Penetration Testing with Backtrack – Overview
I recently signed up for an online hacking class offered by Offensive-Security.com called PWB (Penetration Testing with Backtrack). The subsequent exam “Offensive Security Certified Professional” (OSCP), will provide a solid baseline for demonstrating my knowledge on pentesting using BackTrack, which is a popular and free Linux based hacking distro. Below is the a full description of the OSCP certification:
The Offensive Security Certified Professional (OSCP) is a unique and industry leading IT Security Certification that tests real world skills in the penetration testing field. No multiple choice questions, no theoretical fluff – The student will be expected to dive into an unknown network, craft custom tailored exploits, find security flaws, and exploit weaknesses within the architecture in order to pass the certification process. Students who successfully complete the Offensive Security PWB Penetration Testing Training certification challenge receive the OSCP certification.
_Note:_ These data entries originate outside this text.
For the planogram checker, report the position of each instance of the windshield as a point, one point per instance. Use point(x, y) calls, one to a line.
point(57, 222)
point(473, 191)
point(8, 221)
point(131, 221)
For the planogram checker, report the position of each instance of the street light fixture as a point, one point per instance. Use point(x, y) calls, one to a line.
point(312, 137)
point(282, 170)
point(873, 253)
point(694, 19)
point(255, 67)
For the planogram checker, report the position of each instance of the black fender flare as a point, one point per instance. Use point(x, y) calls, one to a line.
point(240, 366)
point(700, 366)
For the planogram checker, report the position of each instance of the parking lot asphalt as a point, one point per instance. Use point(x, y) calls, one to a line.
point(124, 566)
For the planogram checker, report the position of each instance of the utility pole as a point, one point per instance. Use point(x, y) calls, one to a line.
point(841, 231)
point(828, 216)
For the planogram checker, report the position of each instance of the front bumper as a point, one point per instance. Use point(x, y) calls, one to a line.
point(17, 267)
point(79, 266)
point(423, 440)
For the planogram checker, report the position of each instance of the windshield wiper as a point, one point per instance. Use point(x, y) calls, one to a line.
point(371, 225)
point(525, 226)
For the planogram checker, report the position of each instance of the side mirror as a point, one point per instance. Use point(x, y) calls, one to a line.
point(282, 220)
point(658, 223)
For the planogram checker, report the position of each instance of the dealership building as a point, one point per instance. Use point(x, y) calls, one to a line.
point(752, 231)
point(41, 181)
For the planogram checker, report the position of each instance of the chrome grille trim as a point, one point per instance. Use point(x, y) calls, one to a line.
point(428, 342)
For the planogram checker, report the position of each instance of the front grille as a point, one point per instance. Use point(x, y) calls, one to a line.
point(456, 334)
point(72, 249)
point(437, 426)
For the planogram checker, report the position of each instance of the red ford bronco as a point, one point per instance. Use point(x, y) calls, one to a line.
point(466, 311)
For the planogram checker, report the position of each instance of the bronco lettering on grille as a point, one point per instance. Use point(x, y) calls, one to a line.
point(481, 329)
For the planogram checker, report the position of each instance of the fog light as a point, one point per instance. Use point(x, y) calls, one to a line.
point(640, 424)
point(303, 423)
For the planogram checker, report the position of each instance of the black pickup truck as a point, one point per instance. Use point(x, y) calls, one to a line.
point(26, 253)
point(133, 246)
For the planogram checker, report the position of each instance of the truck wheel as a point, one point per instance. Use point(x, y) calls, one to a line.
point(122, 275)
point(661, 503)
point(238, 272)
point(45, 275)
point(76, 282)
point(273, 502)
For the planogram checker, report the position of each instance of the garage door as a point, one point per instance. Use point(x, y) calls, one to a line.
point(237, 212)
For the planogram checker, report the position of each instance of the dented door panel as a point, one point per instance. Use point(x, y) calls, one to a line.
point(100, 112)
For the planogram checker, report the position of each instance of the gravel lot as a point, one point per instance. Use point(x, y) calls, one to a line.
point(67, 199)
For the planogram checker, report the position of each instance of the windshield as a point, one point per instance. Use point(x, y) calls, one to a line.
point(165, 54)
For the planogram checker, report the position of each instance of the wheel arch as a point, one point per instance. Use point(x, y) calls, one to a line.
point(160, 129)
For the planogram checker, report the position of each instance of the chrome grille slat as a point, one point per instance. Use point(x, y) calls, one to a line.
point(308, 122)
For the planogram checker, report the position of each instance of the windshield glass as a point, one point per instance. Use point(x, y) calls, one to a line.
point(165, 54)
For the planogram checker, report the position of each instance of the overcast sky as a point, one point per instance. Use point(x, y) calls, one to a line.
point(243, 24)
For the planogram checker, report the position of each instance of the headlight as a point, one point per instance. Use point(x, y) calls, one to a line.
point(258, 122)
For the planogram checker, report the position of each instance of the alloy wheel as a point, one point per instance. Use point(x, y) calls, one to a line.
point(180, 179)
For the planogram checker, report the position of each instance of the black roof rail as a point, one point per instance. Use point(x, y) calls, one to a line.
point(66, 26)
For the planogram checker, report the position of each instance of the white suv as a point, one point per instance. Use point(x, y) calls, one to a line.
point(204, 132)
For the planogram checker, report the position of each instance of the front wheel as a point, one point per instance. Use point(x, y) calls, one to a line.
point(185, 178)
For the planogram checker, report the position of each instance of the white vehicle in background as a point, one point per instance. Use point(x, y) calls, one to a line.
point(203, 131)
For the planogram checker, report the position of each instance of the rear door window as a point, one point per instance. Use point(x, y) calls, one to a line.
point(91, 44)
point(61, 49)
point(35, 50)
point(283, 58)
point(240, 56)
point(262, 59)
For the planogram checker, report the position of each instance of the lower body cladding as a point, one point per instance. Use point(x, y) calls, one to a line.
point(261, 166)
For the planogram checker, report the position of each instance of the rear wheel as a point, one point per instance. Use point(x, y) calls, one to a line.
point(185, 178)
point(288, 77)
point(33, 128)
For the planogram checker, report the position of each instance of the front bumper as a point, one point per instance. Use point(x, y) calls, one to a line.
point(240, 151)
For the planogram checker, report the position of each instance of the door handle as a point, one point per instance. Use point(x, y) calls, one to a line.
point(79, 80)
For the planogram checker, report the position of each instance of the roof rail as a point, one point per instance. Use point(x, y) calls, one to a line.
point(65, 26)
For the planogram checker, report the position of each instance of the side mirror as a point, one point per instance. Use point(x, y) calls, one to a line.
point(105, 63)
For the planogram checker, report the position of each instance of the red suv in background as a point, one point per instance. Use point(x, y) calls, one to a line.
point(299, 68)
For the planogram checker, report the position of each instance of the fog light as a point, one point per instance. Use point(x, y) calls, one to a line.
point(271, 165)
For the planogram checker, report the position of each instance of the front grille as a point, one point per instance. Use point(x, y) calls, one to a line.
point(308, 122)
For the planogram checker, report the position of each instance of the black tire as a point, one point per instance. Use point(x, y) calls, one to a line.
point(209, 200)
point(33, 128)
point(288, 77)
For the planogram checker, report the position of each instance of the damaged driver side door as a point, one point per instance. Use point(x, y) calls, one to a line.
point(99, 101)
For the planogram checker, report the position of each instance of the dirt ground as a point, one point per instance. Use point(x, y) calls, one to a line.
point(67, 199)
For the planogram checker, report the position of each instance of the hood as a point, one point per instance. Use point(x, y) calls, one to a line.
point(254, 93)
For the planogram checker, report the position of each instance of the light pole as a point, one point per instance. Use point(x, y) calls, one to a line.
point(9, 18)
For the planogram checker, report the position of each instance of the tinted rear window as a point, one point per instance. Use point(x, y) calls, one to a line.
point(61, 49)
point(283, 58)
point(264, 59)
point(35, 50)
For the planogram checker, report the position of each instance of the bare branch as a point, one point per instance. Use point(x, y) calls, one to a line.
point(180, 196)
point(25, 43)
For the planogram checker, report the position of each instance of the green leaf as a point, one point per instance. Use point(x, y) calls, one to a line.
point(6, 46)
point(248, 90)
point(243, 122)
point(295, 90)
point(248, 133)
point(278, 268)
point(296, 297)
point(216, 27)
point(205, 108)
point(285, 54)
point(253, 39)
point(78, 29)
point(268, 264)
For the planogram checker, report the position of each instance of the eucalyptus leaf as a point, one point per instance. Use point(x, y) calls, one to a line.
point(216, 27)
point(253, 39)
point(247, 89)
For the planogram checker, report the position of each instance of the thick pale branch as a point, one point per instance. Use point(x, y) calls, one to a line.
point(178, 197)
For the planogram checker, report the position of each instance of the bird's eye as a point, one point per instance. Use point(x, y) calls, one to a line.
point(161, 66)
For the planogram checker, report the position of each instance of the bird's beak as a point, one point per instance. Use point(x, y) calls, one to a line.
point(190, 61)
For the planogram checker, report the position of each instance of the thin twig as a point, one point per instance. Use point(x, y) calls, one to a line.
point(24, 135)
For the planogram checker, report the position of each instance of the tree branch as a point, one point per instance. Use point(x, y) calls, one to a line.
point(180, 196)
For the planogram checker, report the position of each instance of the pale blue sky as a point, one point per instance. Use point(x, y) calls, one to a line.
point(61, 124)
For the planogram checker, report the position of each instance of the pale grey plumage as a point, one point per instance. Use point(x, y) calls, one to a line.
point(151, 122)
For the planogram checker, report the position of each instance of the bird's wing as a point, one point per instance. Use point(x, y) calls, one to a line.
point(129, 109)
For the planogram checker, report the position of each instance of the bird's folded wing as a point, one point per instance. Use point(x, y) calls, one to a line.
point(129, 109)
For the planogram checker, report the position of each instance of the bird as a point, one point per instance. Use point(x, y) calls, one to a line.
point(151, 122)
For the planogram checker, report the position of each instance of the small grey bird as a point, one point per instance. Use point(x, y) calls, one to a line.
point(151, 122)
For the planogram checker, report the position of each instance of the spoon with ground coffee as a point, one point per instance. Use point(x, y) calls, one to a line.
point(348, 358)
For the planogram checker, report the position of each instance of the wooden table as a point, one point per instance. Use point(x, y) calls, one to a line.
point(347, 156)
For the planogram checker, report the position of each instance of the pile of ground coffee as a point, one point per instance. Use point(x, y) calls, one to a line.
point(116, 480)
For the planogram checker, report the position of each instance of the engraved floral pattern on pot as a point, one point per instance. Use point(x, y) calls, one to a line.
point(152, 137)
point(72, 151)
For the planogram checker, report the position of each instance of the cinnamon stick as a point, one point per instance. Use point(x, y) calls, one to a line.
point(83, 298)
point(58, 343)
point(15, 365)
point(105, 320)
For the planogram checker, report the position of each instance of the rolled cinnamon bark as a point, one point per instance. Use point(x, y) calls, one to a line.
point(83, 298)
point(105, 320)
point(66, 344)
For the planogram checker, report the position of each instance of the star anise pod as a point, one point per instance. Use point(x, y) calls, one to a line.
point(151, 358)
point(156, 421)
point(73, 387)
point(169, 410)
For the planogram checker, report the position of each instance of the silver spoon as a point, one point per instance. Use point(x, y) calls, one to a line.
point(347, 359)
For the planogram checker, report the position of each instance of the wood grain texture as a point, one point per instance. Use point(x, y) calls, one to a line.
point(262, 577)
Penetration Testing with BackTrack simulates a full penetration test from start to finish by injecting the student into a rich, diverse and vulnerable network environment. Pre-Requisites
The online class consists of a series of downloaded videos, lab book, lab guide(PDF), sample Pentest Report and an online lab environment that includes clients and servers divided into 4 networks. I also opted to download a customized version of Backtrack for VMWare to use during the labs. I have 30 days to work through the material, document my findings and then 24hrs to complete the certification challenge. I will post my progress and challenges as I progess through the course.